1 The phone call awoke Pras Michél in the middle of a spring night in 2017. His “cousin from China” needed to meet, the woman on the line said. The caller was an ex-girlfriend who Michél, a rapper, producer and member of legendary hip-hop group the Fugees, hadn’t spoken to in years. He grew up in a Haitian family in New Jersey and doesn’t have a cousin from China, but he knew what the message meant.
Michél dressed and called a car to take him to the Four Seasons Hotel on 57th Street in Manhattan. The front desk clerk handed him a note. It instructed him to exit the hotel and circle the block twice, scanning to see if he was being tailed. Michél did as he was told and returned to the clerk, who gave him a room key.

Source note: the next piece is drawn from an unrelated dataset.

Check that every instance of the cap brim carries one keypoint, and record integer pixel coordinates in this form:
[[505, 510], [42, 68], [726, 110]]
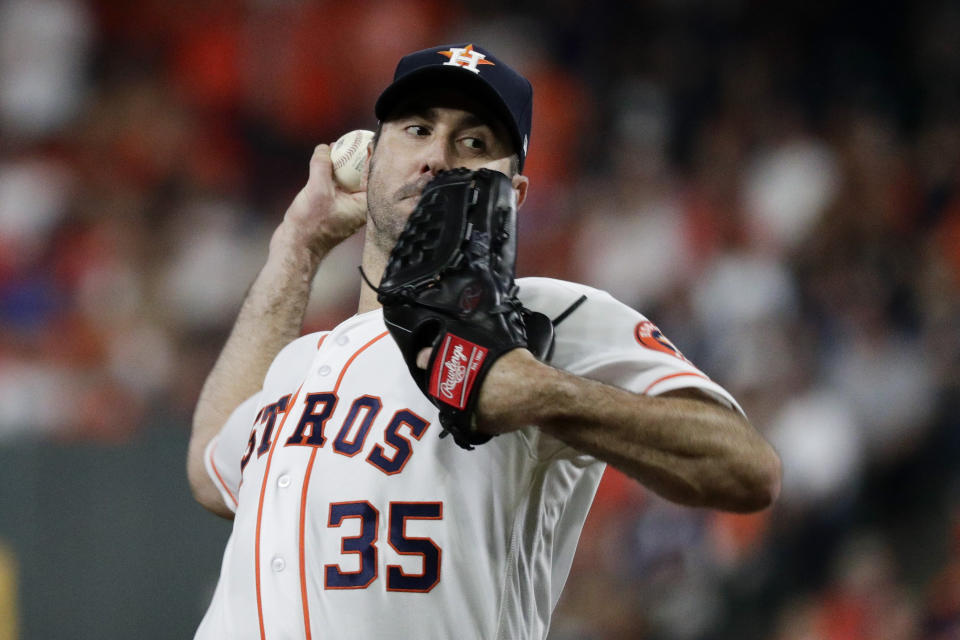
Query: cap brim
[[449, 77]]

He went up to an empty suite and waited.
After about 25 minutes there was a knock on the door. An austere-looking Chinese security agent in a suit gave Michél a second room key and told him to go to the penthouse. Inside, another agent took Michél’s phones and placed them in a pouch. A table and two chairs sat in the middle of the room.
“They can’t kill me in the Four Seasons,” Michél said to himself.
Soon a short, chubby man with wavy hair arrived, surrounded by more security personnel. Michél had met him before. He was Sun Lijun, China’s vice minister of public security. Sun began shouting in Chinese. An interpreter translated for Michél: “Who the f--- do the US government think they are?”